His point isn’t brand new. Economists who study human-capital theory and authors interested in tax reform have already discussed the extent to which traditional ways of measuring investment exhibit a bias in favor of physical and financial capital and against the formation of human capital. Spending money on a new machine or factory is typically counted as investment. Spending money on education or training is typically not counted as investment. How come?
Mandel’s piece excels in putting this issue in the context of national debates about recent economic history, budget deficits, and trade deficits. “Intangibles such as research and development, training, education, and exports of knowledge are poorly tracked by today’s statistics,” he writes. Among the implications he discusses:
• Investment is rising as a share of the economy, not falling as some worrywarts in the media claim. The adjusted figure was 23.8 percent in the 1970s, rising to 25.1 percent now (the unadjusted share represented by investment is 18.3 percent now).
• The current-account deficit, or trade deficit in common parlance, is considerably smaller than people think (because, among other things, it does not properly account for American exports of knowledge via training and information). One researcher Mandel quotes is arguing that, adjusting for knowledge exports, the deficit disappears altogether if measured across multiple years.
• The personal-savings rate in 2005 was positive, not negative as widely reported. Actually, there are many reasons why the savings-rate data paint a distorted picture, not just the ones Mandel provides. And even if correctly measured, the rate is still lower than it would be in the absence of government’s punitive taxation of savings and investment, I would contend.
• The non-investment portion of the federal budget is in balance, not in deficit. The investment portion – including capital assets – is certainly not, but the argument is that borrowing money to build capital assets is a far different proposition from borrowing money for current consumption. This argument is true, though in the wrong hands it could be misused to reclassify all sorts of wasteful spending as “investment” and fuel government growth.
• Most ingeniously, Mandel contends that correctly measuring human capital in the economy would depict the 2001 recession as being more severe, and today’s economic growth more robust, than the old statistics would lead us to believe. I’m not sure I buy this one yet, but it is certainly a notion worth chewing on.
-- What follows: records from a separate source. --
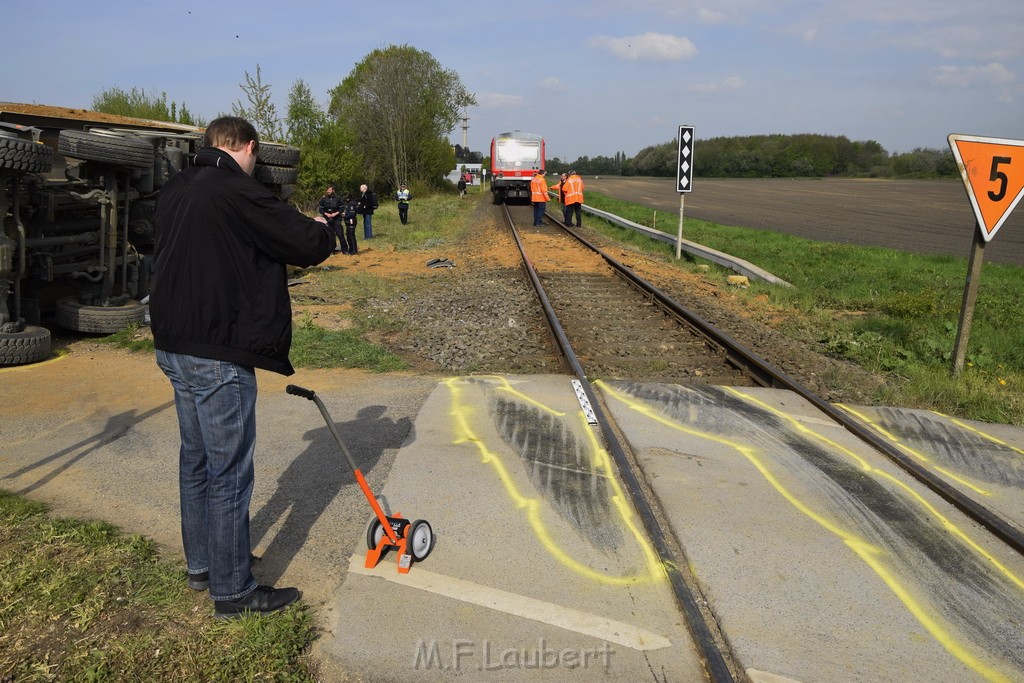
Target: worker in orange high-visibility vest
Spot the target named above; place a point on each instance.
(572, 186)
(539, 196)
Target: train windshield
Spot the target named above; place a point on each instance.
(514, 153)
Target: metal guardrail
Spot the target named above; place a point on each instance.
(723, 259)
Reworking the standard measurements of economic activity will generate opposition from a variety of camps. Some will argue that the resulting disruptions won’t be offset by policymaking benefits. Others will debate the finer points (and they should). But if you want some clues about what is likely to be a major, if under-the-radar, debate among officials and academics in the coming years, Mandel’s primer should come in handy.
Hood is president of the John Locke Foundation.